You are viewing a plain text version of this content. The canonical link for it is here.
Posted to users@spamassassin.apache.org by Geoff Sweet <li...@whootis.com> on 2005/05/13 08:38:23 UTC
Help with Bayes auto-learn
I would like to enable the Bayes system with auto-learning. I thought
that I had my config setup correctly but apparently I don't. My config
looks like this:
##########
# How we want to modify the email
rewrite_header subject [**SPAM**]
report_safe 0
#Bayes learning system
use_bayes 1
bayes_auto_learn 1
# Define the sensitivity level. Standard level is 5.
required_hits 6.8
# Enable SpamAssassin's RBL checking features :
skip_rbl_checks 0
rbl_timeout 3
num_check_received 3
score RCVD_IN_BL_SPAMCOP_NET 3
report_header 1
use_terse_report 1
##########
so I thought from the reading in the FAQ and on the wiki that this would
enable bayes, and turn on its auto_learn for spam that hits higher then
the default of 12. But in my logs I end up with this:
2005-05-12 23:30:33.240563500 2005-05-13 06:30:33 [88906] i: connection
from localhost.whootis.com [127.0.0.1] at port 4737
2005-05-12 23:30:33.333094500 2005-05-13 06:30:33 [88906] i: processing
message <7o...@k08.kdrv> for qmaild:10004.

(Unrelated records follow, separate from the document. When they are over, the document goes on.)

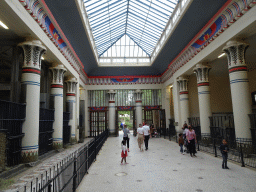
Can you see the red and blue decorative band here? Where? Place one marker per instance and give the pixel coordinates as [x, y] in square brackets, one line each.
[98, 108]
[152, 107]
[235, 69]
[70, 94]
[31, 70]
[203, 84]
[125, 108]
[56, 86]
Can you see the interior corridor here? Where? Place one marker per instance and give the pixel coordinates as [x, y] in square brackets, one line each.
[163, 168]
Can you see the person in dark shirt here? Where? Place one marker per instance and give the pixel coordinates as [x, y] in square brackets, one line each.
[224, 151]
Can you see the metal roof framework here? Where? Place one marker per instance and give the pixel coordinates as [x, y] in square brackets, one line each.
[143, 21]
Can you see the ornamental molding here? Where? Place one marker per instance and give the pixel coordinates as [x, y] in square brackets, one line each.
[229, 16]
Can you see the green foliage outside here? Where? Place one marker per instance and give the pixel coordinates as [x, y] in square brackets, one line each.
[5, 183]
[125, 119]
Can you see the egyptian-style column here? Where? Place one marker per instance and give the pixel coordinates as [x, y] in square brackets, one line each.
[112, 110]
[30, 94]
[57, 104]
[202, 74]
[239, 85]
[184, 104]
[71, 106]
[138, 105]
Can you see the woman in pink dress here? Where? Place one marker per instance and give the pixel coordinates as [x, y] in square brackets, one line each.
[191, 137]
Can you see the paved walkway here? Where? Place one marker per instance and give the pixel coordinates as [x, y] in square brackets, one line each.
[163, 168]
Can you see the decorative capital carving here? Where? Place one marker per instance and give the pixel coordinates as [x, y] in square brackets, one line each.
[112, 94]
[183, 82]
[235, 51]
[33, 50]
[138, 95]
[202, 73]
[58, 74]
[71, 87]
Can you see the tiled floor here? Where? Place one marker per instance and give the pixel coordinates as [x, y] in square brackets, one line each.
[163, 168]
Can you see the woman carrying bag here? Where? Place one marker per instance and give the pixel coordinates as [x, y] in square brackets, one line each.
[126, 136]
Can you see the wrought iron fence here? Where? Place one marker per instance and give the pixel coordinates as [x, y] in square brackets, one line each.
[67, 176]
[46, 119]
[241, 150]
[12, 115]
[66, 128]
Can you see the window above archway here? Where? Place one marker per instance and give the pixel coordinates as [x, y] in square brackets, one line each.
[129, 32]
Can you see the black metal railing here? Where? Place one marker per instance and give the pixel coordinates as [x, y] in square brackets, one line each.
[46, 119]
[66, 128]
[195, 123]
[241, 150]
[69, 174]
[253, 127]
[12, 115]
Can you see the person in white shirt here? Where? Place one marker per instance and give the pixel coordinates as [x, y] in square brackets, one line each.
[146, 134]
[140, 132]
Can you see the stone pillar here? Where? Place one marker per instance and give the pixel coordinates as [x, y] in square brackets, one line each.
[30, 88]
[71, 106]
[184, 104]
[138, 105]
[202, 74]
[239, 85]
[112, 110]
[56, 103]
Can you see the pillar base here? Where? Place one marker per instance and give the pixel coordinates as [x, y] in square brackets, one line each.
[29, 157]
[73, 140]
[57, 145]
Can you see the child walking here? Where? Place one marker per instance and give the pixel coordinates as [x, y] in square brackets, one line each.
[124, 152]
[224, 151]
[181, 143]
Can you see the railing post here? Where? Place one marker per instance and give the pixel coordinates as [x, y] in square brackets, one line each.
[95, 148]
[214, 146]
[74, 174]
[49, 187]
[242, 155]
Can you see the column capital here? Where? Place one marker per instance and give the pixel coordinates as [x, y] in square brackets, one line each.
[33, 50]
[138, 95]
[112, 94]
[57, 76]
[202, 74]
[71, 87]
[183, 82]
[235, 51]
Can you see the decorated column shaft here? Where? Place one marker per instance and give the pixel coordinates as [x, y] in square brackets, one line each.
[138, 100]
[184, 102]
[71, 106]
[239, 85]
[57, 104]
[30, 88]
[202, 73]
[112, 110]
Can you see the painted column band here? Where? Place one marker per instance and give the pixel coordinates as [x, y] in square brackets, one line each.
[183, 92]
[236, 69]
[31, 70]
[70, 94]
[56, 86]
[203, 84]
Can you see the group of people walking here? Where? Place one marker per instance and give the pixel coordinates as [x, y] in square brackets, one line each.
[187, 139]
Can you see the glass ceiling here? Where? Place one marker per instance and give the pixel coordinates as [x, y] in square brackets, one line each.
[143, 21]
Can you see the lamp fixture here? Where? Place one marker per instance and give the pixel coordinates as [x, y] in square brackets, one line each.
[3, 25]
[221, 55]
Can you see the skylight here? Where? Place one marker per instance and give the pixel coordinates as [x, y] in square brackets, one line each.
[128, 30]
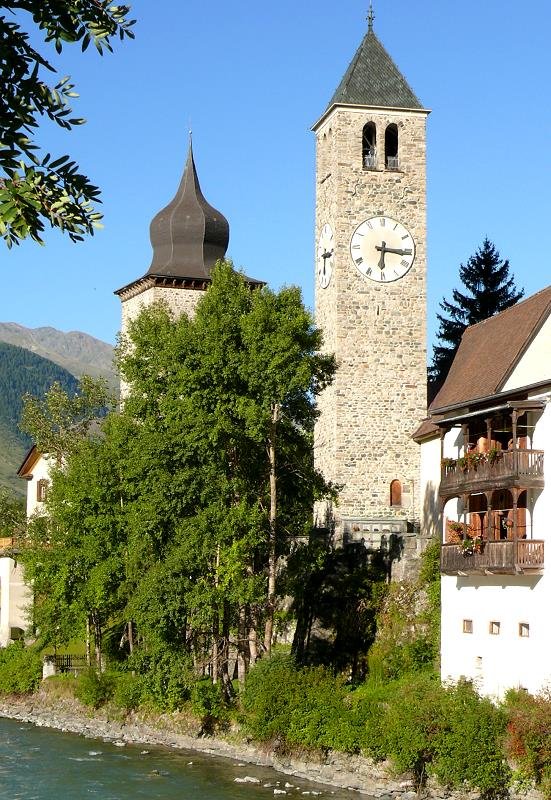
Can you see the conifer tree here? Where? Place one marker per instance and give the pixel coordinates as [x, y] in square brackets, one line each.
[490, 289]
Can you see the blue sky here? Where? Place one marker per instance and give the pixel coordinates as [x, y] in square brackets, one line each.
[251, 79]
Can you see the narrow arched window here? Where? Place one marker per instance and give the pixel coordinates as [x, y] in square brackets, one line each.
[391, 147]
[396, 493]
[41, 490]
[369, 146]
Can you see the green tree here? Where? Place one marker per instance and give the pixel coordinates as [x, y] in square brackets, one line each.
[61, 419]
[34, 187]
[12, 515]
[226, 404]
[77, 554]
[490, 288]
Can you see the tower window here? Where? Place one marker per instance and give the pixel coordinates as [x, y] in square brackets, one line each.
[391, 147]
[369, 146]
[395, 493]
[41, 490]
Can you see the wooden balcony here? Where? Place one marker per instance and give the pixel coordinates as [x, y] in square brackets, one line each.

2005-05-12 23:30:33.431814500 2005-05-13 06:30:33 [88906] i: identified
spam (23.2/6.8) for qmaild:10004 in 0.2 seconds, 1311 bytes.
2005-05-12 23:30:33.432514500 2005-05-13 06:30:33 [88906] i: result: Y
23 -
BAYES_99,FORGED_MUA_THEBAT_BOUN,FORGED_THEBAT_HTML,FORGED_YAHOO_RCVD,HEAD_ILLEGAL_CHARS,HTML_MESSAGE,HTML_MIME_NO_HTML_TAG,MIME_HTML_ONLY,MIME_HTML_ONLY_MULTI,MSGID_RANDY,NORMAL_HTTP_TO_IP,RCVD_BY_IP,RCVD_DOUBLE_IP_LOOSE,RCVD_HELO_IP_MISMATCH,RCVD_NUMERIC_HELO,SUBJ_ILLEGAL_CHARS
scantime=0.2,size=1311,mid=<7o...@k08.kdrv>,bayes=0.999999999999999,autolearn=no
Does the "autolearn=no" mean that this message has not been submitted to
bayes for auto-learn? And if not, can someone steer me in the right
direction for getting my config setup correctly?
Thanks very much,
Geoff Sweet
Re: Help with Bayes auto-learn
Posted by wolfgang <me...@gmx.net>.
In an older episode (Friday 13 May 2005 08:38), Geoff Sweet wrote:
> I would like to enable the Bayes system with auto-learning. I thought
> that I had my config setup correctly but apparently I don't. My config
> looks like this:
>
> ##########
> # How we want to modify the email
> rewrite_header subject [**SPAM**]
> report_safe 0
>
> #Bayes learning system
> use_bayes 1
> bayes_auto_learn 1
In an older episode (Friday 13 May 2005 10:17), George Breahna wrote:
> I really recommend you research your question before asking it.
good point, anyway:
man Mail::SpamAssassin::Conf
and
http://spamassassin.apache.org/full/3.0.x/dist/doc/Mail_SpamAssassin_Conf.html
would tell you:
bayes_min_ham_num (Default: 200)
bayes_min_spam_num (Default: 200)
To be accurate, the Bayes system does not activate until a certain number
of ham (non-spam) and spam have been learned. The default is 200 of each ham
and spam, but you can tune these up or down with these two settings.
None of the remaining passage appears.